Automated
dispatch
control system (ADCS) in the energy sector is a management system in
real time
by automating processes for the generation, transmission and
distribution of
electric energy. ASDC is physically at the top level of at least one
host
computer, which is usually called the leading station (CS) and the
lower level
- from multiple remote remote terminals (UDT) .
UDT are
autonomous
units that interact directly with the managed process. They collect
data from
real-time (analog and digital) with sensors in the controlled power
system,
record the sequence of events, broadcast (and periodically, with the
exception,
and on-demand) data collected on the master station for processing and
preservation; perform regulatory action in response to commands
supplied from
master station, perform the functions of local
proportional-integral-differential control loops .
Currently,
introduction of ADCS is limited, mainly by setting Telemechanical
autonomous
systems of different manufacturers.
The
sharp increase
in demand for information support of all the services of power plants
and
substations, XPS, EDS, and power has led to the need to replace the
installed
and implementation of new subsystems ASDC at all levels - from the
level of ACS
substation to a level ASDC grid. ADCS subsystem perform similar control
functions (Power, AMR) at all levels must fulfill the following
requirements:Functional
completeness;
Flexibility of
the structure;
Openness;
Continuity;
Information
compatibility.
Fig. 1 – Basic architecture of an ASDC system
This approach to the selection of a single underlying software will: Unify the ADCS-level XPS and EDS; Unify the ACS level power plants and substations; To develop a library of software modules that extend the basic package; To reduce the unit costs of development and implementation of ADCS; To organize a centralized support the implementation and operation of the subsystems of ADCS. Close interaction between the subsystems ASDC necessary for the effective operation of each of them. However, the features of basic tools and substantially different indices of reliability (including readiness), making inappropriate or impede the implementation of the entire complex ASDC based on a single hardware and software platforms. An important task is to provide a bidirectional interface between the subsystems based middleware (gateways) running on standard network protocols at various levels, among which are the networking version of Windows Protocols ODVS, DDE, COM (OLE) and other open protocols, such as , OPC.

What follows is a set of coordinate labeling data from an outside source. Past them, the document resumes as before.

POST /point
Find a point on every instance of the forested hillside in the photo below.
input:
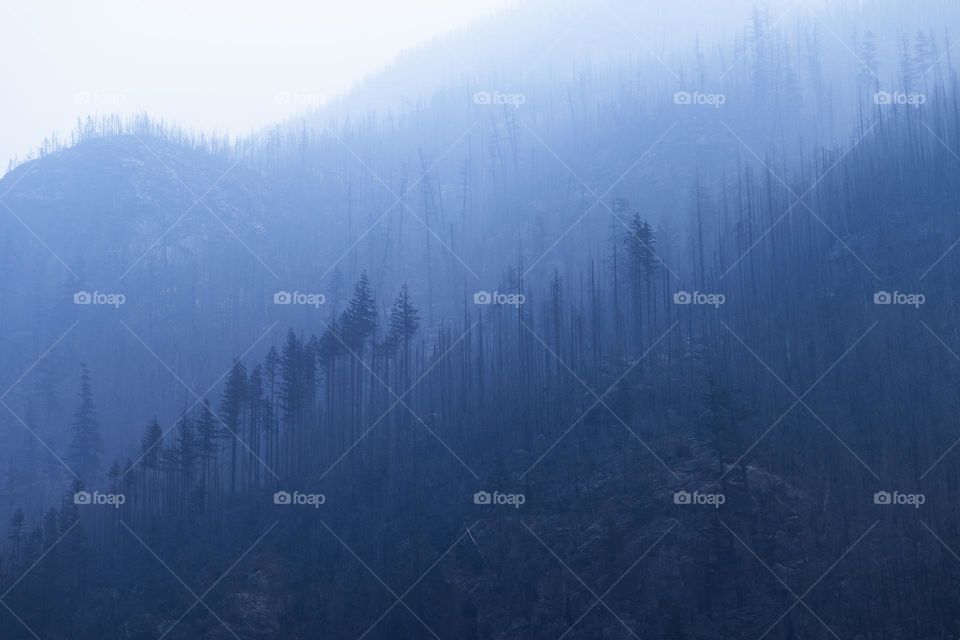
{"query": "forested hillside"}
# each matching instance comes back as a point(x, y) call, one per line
point(635, 353)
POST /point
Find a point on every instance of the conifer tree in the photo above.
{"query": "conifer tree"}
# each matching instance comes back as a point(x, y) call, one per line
point(86, 446)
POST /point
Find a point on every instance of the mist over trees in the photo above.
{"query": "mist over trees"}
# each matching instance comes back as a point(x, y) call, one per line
point(658, 345)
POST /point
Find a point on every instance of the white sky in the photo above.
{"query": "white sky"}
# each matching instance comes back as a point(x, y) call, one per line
point(225, 65)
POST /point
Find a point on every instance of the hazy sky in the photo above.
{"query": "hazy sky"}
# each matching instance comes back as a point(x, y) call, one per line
point(210, 64)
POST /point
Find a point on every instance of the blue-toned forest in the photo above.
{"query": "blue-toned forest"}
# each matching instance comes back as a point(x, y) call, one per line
point(622, 337)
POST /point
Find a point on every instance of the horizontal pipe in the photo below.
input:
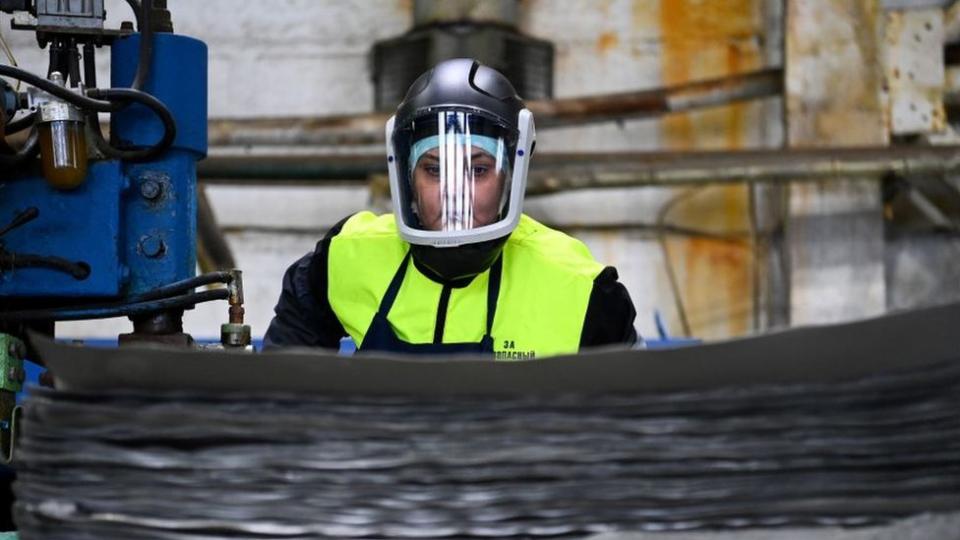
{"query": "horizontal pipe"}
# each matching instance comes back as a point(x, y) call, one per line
point(550, 173)
point(368, 128)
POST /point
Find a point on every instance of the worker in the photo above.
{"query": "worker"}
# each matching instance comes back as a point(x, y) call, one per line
point(457, 268)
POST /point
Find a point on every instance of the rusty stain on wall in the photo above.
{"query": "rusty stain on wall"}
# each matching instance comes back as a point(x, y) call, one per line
point(703, 40)
point(607, 41)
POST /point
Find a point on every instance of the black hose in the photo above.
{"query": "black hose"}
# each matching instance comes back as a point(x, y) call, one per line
point(89, 66)
point(26, 152)
point(65, 94)
point(117, 310)
point(21, 124)
point(135, 6)
point(182, 286)
point(145, 154)
point(77, 270)
point(145, 55)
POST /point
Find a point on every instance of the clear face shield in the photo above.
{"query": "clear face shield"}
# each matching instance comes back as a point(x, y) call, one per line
point(454, 177)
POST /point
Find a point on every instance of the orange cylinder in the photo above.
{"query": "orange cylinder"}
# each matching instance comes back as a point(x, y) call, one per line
point(63, 153)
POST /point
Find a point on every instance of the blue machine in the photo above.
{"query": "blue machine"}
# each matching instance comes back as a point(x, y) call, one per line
point(132, 224)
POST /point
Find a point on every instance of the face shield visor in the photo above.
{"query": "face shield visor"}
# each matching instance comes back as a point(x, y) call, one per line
point(457, 177)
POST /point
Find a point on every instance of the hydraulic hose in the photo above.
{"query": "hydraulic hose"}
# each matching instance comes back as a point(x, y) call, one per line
point(182, 286)
point(107, 311)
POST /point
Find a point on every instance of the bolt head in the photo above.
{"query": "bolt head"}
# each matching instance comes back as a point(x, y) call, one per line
point(151, 189)
point(152, 246)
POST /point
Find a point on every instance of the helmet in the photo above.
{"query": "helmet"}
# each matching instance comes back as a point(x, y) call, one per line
point(458, 148)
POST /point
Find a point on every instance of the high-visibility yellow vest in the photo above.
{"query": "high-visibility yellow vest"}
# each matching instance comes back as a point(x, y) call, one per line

The basic paradigm of modern architecture development computer-OIC (operational and information systems) in the energy sector represents a transition to open distributed systems that involve the distribution of functions, including the master station, among the homogeneous computers connected through local area network (LAN). Sometimes the new architecture is applied redundancy, although its importance has declined since then as a spare backup is only a part of more complex and flexible fault-tolerant schemes. The new systems responsible for ensuring the necessary high-availability distributed among all the computers involved in carrying out the functions ADCS. This change was caused by a combination of several factors: the development and the development of open systems, the requirement to the creators of systems of higher compliance (legally and factually) a significant decline in prices of computer speakers and increase their productivity, more reliable and affordable technology of computer networks, the desire to increase the efficiency of electric utilities of ADCS and a number of other circumstances. Indirect result of this development was the increased complexity of the quantitative analysis of alternative development computer configuration of the OIC. Now under design and preparation of technical documentation of new systems need better technology assessment of the readiness and reliability of their work.